Maybe some or all of this stuff was actually true, but we assumed that Mouse was making it up. And we loved him for it. We were, after all, the outcasts and weirdos, so it was undoubtedly a boost to our fragile egos that someone would think enough of us to lie in order to impress us.
Mouse loved The Sex Pistols. I clearly remember the night I snatched up a cassette copy of Never Mind The Bollocks from the bargain bin at Sound Shop. As we listened to it in the car Mouse sang along to every word. I was particularly impressed with the ferocious glee he brought to “Bodies”. “Fuck this and fuck that, fuck it all and fuck the fucking brat!” Face contorted, eyes blazing, I might have been frightened by the intensity of his delivery had the pure joy he got from it not been apparent by the childlike burst of giggling that followed.

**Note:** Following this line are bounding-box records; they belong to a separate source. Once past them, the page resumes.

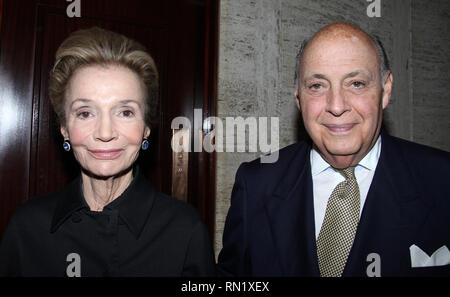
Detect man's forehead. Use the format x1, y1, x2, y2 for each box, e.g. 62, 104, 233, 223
305, 23, 377, 54
311, 23, 371, 42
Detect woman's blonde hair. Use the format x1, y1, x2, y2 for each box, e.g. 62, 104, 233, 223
49, 27, 158, 126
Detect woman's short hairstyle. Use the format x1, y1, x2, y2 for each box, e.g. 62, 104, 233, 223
49, 27, 158, 126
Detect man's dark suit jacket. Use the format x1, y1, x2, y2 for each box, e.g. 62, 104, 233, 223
218, 133, 450, 276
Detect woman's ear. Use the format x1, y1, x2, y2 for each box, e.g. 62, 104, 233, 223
59, 125, 69, 140
144, 126, 152, 138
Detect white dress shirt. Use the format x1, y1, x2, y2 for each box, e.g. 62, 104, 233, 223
310, 136, 381, 240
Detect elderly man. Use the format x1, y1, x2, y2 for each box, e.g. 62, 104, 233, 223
218, 23, 450, 277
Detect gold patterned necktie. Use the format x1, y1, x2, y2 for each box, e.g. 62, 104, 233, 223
317, 167, 360, 277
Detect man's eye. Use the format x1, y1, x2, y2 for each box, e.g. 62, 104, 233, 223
122, 110, 134, 118
309, 84, 322, 91
352, 81, 366, 89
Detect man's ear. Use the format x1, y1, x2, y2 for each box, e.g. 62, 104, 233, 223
382, 71, 394, 109
294, 88, 301, 110
59, 125, 69, 140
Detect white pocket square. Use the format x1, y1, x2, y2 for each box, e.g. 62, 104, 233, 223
409, 244, 450, 268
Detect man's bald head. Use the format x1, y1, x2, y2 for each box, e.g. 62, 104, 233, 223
295, 22, 390, 90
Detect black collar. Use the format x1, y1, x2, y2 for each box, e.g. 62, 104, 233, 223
50, 168, 156, 238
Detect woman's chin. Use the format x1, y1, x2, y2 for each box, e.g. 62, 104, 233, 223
82, 165, 132, 179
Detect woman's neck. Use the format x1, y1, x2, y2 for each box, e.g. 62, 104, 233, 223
81, 170, 133, 211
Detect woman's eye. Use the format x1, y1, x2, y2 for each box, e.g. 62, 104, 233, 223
352, 81, 366, 89
77, 111, 91, 119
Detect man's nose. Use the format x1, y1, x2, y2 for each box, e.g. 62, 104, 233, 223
326, 88, 350, 117
95, 115, 117, 141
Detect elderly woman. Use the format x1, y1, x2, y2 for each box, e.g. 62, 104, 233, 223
0, 28, 214, 276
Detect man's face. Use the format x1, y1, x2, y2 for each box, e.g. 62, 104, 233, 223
296, 33, 392, 168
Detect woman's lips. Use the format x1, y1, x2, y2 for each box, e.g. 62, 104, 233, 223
89, 149, 123, 160
325, 124, 356, 133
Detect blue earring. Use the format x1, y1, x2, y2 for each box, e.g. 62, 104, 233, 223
63, 140, 70, 152
141, 138, 150, 151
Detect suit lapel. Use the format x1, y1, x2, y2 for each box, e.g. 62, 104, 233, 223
265, 141, 319, 276
343, 134, 430, 276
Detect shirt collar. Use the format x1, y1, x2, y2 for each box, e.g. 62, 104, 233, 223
310, 135, 381, 176
50, 167, 156, 238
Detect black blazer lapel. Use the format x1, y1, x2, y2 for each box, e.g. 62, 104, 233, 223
265, 141, 319, 276
343, 134, 431, 276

So he became a regular part of our group. Joining us in our usual endeavors - driving around aimlessly, hanging out at Burger King, discussing music and girls. In the latter category Mouse offered one of the school year’s more memorable running lines when he made a less than tactful but not altogether inaccurate observation of one female classmate who bore a striking resemblance to Carly Simon. “Those lips…” he began, in an earnest, slightly wistful deadpan that seemed to portend poetic reverie, before concluding his thought: “Good for giving head.”

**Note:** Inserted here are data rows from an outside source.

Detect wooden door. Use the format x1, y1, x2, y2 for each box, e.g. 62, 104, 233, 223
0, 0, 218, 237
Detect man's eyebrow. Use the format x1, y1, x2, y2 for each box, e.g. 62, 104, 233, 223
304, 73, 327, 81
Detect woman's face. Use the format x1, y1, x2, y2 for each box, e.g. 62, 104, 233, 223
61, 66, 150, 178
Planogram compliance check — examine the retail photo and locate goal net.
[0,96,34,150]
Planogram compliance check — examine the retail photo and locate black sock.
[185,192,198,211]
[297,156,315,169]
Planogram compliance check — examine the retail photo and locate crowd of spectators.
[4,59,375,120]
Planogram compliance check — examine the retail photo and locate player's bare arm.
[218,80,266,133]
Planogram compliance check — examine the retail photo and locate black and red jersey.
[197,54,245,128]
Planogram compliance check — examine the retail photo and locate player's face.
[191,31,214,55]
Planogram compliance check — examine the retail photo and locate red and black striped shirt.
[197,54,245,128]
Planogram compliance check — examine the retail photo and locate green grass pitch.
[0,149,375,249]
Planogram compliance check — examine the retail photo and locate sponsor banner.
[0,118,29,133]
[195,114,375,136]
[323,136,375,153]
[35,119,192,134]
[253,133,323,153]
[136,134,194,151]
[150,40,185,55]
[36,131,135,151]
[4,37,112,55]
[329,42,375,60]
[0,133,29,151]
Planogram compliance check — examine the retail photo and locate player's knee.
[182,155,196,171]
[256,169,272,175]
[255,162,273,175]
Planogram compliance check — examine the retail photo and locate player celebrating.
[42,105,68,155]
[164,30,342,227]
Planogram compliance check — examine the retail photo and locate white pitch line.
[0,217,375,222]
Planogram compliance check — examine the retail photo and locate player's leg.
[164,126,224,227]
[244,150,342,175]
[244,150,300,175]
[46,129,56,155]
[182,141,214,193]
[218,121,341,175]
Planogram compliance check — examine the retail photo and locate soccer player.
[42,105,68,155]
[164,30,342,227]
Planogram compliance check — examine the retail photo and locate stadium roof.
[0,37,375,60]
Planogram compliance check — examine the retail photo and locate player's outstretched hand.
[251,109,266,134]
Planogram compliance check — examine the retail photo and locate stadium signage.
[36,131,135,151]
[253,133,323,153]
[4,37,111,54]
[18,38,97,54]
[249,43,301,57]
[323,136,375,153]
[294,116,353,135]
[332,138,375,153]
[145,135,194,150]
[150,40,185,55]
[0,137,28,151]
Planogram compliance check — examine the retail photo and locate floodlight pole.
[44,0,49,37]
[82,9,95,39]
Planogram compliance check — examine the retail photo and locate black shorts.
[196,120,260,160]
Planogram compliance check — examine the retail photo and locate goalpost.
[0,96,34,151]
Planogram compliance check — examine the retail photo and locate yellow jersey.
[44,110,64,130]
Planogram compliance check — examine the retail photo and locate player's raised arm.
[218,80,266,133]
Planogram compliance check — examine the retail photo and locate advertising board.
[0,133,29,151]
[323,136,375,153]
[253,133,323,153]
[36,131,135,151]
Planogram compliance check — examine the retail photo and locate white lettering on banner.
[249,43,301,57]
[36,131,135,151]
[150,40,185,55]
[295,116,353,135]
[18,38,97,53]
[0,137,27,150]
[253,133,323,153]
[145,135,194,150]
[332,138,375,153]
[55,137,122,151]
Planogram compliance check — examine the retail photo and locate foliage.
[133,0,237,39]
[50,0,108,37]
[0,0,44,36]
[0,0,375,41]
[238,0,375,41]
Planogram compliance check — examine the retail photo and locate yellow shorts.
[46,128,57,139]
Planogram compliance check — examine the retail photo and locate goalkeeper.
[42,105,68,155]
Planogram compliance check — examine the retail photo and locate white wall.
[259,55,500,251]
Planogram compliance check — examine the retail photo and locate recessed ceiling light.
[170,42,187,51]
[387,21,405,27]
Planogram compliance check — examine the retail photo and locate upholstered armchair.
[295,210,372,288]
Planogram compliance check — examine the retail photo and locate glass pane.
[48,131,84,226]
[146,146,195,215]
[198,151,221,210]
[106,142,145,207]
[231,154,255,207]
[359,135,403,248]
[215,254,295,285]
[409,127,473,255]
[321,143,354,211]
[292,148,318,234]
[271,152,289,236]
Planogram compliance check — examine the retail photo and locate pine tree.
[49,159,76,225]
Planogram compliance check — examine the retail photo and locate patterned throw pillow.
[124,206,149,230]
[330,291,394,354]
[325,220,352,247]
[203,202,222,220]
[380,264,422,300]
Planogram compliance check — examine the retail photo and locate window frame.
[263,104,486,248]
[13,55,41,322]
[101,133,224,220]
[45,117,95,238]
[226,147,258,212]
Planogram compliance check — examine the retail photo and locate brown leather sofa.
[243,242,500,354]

No sooner had Mouse firmly established himself as one of us (gobble gobble, we accepted him) than his family decided to move, stealing him right out from under us with hardly any warning. We had a hastily organized going-away party, but it felt anti-climactic even then. And then he was gone. Did anyone even get an address or a phone number?

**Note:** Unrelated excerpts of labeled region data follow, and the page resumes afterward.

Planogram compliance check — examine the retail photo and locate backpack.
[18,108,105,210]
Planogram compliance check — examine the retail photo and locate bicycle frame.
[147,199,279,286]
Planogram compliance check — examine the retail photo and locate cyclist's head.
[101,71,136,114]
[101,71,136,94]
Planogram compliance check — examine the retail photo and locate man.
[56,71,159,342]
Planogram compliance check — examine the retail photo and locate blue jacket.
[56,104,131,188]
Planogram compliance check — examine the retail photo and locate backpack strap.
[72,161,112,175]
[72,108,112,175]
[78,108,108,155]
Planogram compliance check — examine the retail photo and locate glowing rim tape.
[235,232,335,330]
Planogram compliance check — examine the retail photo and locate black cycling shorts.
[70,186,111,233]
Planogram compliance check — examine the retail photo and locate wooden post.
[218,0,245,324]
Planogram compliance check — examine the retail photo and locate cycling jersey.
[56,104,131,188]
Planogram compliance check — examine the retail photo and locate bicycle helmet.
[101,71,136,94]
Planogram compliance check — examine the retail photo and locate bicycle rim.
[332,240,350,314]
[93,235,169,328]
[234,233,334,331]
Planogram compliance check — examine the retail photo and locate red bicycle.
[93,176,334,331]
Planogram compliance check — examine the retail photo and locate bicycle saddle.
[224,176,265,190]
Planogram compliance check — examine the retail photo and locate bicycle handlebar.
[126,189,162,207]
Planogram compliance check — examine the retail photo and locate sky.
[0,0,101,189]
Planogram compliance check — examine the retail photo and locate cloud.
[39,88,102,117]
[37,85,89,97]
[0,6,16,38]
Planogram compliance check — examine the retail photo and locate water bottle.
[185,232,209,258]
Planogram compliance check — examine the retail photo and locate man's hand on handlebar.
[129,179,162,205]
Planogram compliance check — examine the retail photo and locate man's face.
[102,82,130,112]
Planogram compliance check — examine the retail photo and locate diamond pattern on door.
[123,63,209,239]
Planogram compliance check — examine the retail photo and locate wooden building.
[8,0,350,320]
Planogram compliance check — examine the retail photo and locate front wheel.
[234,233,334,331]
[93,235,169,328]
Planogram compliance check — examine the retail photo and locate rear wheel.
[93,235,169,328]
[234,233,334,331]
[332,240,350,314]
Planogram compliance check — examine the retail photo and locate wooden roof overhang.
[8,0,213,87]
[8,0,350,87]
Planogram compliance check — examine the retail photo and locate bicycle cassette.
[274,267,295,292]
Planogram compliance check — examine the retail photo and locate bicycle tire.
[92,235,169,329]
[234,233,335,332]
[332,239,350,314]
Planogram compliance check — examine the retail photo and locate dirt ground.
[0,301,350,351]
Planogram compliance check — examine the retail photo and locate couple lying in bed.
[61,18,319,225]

In the weeks and months that followed Mouse became to us something more than a pleasant memory – he became a kind of talisman, a signifier of better days. Our clan was given to wild mood swings, with the lows seeming earth-shatteringly bleak. Such is adolescence. But after his departure, as our tumultuous teenage lives ebbed and flowed with typical gracelessness, the mere invocation of Mouse’s name would somehow calm any sense of unease. If one of us was feeling down or frustrated, someone would inevitably pipe up “You know, if Mouse was here, everything would be okay again.” And then everything would…well, it wouldn’t really be okay again, but the general mood would be slightly but perceptibly improved.
And that went on for years. None of us ever talked to Mouse again. He may as well have been a figment of our collective imagination. But the running joke that if he hadn’t moved away our lives would be different - better - persisted until it came to seem like a fundamental truth. As though somewhere there was an alternate universe in which Mouse stuck around and we all lived happy and harmonious lives, rich with emotion and layers of meaning. And instead here we were, stuck in this cold, uninspired reality, full of confusion, resentment, empty spaces, missed connections.
We’re still there, in a way, or at least I am. Sometimes. Aimless and unfulfilled, morbidly fascinated with what might have been.
And in those dark moments I wonder where Mouse is. Who is he with? What is he doing? Is he thinking of me? Will he ever return one day?